Réponse du Gouvernement :
– Si le principe du concours professionnel est consacré par les textes, il convient de noter que dans un secteur extrêmement sensible et délicat comme celui de la santé, où la matière d’œuvre est l’homme, l’attention du Ministère de la Santé a été attirée sur le fait qu’un concours ne doit pas se substituer à une formation qui seule donne des acquis permettant d’assurer des emplois d’un métier donné.
– Il est alors préconisé que le concours soit assorti d’une formation verticale diplômante, dans le cas spécifique des corps de la santé.
– S’il s’agit de faire valoir des acquis de l’expérience, le concours professionnel n’est pas l’outil approprié.

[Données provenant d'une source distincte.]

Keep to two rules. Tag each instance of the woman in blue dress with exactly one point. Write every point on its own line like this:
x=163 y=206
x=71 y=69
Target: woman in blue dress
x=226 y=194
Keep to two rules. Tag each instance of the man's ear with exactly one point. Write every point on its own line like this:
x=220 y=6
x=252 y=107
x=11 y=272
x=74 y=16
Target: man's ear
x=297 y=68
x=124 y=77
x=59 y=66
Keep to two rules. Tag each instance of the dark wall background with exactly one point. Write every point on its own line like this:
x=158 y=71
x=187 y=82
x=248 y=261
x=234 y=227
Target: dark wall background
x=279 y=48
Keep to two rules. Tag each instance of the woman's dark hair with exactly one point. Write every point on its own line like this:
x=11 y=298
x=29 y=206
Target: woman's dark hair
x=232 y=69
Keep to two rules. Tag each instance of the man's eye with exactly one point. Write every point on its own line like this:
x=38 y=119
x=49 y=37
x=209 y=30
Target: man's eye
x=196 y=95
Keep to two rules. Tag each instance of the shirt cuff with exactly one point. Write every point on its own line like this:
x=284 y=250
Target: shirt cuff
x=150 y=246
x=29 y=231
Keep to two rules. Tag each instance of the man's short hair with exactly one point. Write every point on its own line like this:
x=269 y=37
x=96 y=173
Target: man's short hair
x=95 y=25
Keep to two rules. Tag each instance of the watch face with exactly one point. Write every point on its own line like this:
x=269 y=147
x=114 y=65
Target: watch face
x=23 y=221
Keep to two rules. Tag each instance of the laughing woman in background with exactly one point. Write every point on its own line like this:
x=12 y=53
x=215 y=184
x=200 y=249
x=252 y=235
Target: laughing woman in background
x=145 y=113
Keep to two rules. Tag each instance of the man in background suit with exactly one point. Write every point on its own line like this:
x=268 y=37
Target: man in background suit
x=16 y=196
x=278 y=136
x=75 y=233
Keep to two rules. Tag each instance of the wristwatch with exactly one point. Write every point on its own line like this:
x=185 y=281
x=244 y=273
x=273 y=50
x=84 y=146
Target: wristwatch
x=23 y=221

L’outil idoine est plutôt le changement de corps ou de spécialité prévu par le statut général des fonctionnaires.
– Il a toutefois été décidé d’attendre les conclusions de la commission ad hoc pour se prononcer définitivement.

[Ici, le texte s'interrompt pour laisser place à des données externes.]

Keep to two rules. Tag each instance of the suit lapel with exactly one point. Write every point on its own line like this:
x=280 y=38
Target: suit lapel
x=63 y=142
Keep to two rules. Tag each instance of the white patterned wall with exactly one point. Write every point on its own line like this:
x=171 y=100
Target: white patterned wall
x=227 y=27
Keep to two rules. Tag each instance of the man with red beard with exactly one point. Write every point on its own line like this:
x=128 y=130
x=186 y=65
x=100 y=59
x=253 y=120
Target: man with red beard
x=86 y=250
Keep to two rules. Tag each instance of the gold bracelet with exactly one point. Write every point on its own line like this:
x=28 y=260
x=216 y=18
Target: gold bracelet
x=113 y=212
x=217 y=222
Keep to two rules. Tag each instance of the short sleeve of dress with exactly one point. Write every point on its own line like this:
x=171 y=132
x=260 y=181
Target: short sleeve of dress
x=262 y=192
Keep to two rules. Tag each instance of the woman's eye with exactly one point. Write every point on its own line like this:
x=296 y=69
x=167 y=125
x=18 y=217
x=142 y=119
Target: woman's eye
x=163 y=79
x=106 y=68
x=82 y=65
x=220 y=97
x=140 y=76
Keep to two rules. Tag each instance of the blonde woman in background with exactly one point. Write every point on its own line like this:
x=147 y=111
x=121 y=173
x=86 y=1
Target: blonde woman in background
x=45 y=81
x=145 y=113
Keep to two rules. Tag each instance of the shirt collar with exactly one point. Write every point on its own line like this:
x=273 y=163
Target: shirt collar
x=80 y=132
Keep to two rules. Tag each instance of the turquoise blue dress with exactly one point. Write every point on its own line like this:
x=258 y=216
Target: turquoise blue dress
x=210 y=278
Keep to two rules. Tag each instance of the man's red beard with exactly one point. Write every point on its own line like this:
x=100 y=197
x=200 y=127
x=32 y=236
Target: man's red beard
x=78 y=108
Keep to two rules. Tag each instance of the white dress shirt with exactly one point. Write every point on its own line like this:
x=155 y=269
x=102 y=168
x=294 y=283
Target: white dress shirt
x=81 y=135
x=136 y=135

- D) Situation du dossier de la MONP
Les données du problème :
– Les agents de la MONP demandent leur reclassement en qualité de fonctionnaire ou de contractuel pour certains et meilleur encadrement juridique de leur situation pour les autres, conformément au discours de vœux de son Excellence de Monsieur le Président de la République, Chef de l’Etat.
– Les agents de la MONP en poste à l’intérieur du pays n’ont pas bénéficié des effets du nouveau système de rémunération.

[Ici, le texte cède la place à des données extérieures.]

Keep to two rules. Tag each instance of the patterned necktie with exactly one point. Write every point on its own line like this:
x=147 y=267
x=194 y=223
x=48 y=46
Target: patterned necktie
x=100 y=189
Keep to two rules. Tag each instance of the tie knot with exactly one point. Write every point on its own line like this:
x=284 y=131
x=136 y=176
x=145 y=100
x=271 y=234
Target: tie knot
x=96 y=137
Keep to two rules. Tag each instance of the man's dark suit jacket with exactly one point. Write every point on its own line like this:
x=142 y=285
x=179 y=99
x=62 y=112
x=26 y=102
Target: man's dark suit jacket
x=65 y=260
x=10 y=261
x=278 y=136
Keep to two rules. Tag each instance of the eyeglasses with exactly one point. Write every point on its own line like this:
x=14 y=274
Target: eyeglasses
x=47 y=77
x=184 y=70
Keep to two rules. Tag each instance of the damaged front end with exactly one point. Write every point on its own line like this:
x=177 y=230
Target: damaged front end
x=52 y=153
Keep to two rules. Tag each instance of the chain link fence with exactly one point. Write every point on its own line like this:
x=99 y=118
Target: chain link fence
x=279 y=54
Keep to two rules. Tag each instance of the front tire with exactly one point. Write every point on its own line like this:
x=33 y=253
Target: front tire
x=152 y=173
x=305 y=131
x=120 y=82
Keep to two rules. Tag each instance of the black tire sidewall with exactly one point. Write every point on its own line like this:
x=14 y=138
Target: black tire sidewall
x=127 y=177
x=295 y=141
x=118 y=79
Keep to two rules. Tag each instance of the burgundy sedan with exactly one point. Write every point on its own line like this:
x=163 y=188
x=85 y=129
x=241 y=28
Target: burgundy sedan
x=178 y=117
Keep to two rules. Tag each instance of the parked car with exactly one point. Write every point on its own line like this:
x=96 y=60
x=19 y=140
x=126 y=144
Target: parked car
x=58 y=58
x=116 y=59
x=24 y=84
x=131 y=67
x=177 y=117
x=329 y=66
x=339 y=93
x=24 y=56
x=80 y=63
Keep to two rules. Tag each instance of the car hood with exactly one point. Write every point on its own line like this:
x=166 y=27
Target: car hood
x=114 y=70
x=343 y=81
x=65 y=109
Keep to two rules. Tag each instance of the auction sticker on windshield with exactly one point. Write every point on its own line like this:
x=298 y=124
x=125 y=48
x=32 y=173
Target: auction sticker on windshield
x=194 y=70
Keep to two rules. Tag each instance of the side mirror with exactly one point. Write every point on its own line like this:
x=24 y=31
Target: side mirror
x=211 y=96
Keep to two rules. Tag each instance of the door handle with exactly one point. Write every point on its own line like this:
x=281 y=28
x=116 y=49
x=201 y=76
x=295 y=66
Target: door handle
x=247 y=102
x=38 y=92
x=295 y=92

– Un audit de la MONP lancé par le Contrôle Général d’Etat est en cours.
Réponse du Gouvernement :
– Compte tenu du manque d’information fiable sur la MONP en poste à l’intérieur du pays, il a été demandé d’attendre les conclusions de l’audit en cours avant toute action, aussi bien dans le cadre du nouveau système de rémunération, dans celui du reversement comme fonctionnaire ou contractuel, que dans celui du nouveau cadre juridique.
– Dans tous les cas, tout reversement d’un agent de la MONP comme fonctionnaire ou contractuel sera suivi d’une annulation systématique et corrélative des crédits délégués correspondant, pour prévenir les doubles emplois.
- E) Règlement des vacations au titre des examens de fin d’année 2015
Les données du problème :
– Le coût des vacations dans l’Education Nationale au titre des examens de fin d’année 2015 était de 2,8 milliards de FCFA.
– Les vacations du BAC ont été entièrement réglées en fin décembre 2015.
– Il reste à régler : les vacations du BEPC pour un montant de 1,5 milliard de FCFA et celles des ENI pour un montant de 655 millions de FCFA.
– Il existe également un retard de paiement des vacations au niveau de l’Enseignement Supérieur.
Réponse du Gouvernement :
– L’ensemble des vacations de l’Education Nationale seront entièrement réglées à fin mars 2016.
– Les vacations dues aux enseignants du Supérieur étant payées par les budgets des établissements qui sont en autonomie de gestion, des instructions ont été données au Ministre du Budget pour règlement urgent de cette situation.
- F) Salaires des enseignants du Supérieur par rapport au nouveau système des rémunérations
Les données du problème :
– La mise en place du nouveau système de rémunération a eu pour effet le décrochage à leur détriment, des salaires des enseignants qui occupent d’autres fonctions administratives en dehors des établissements de formation ou de recherche, notamment des cabinets ministériels.
Réponse du Gouvernement :
– Le Ministère de la Fonction Publique, saisi de la question, a mis en place une commission pour soumettre au Gouvernement des pistes de solutions.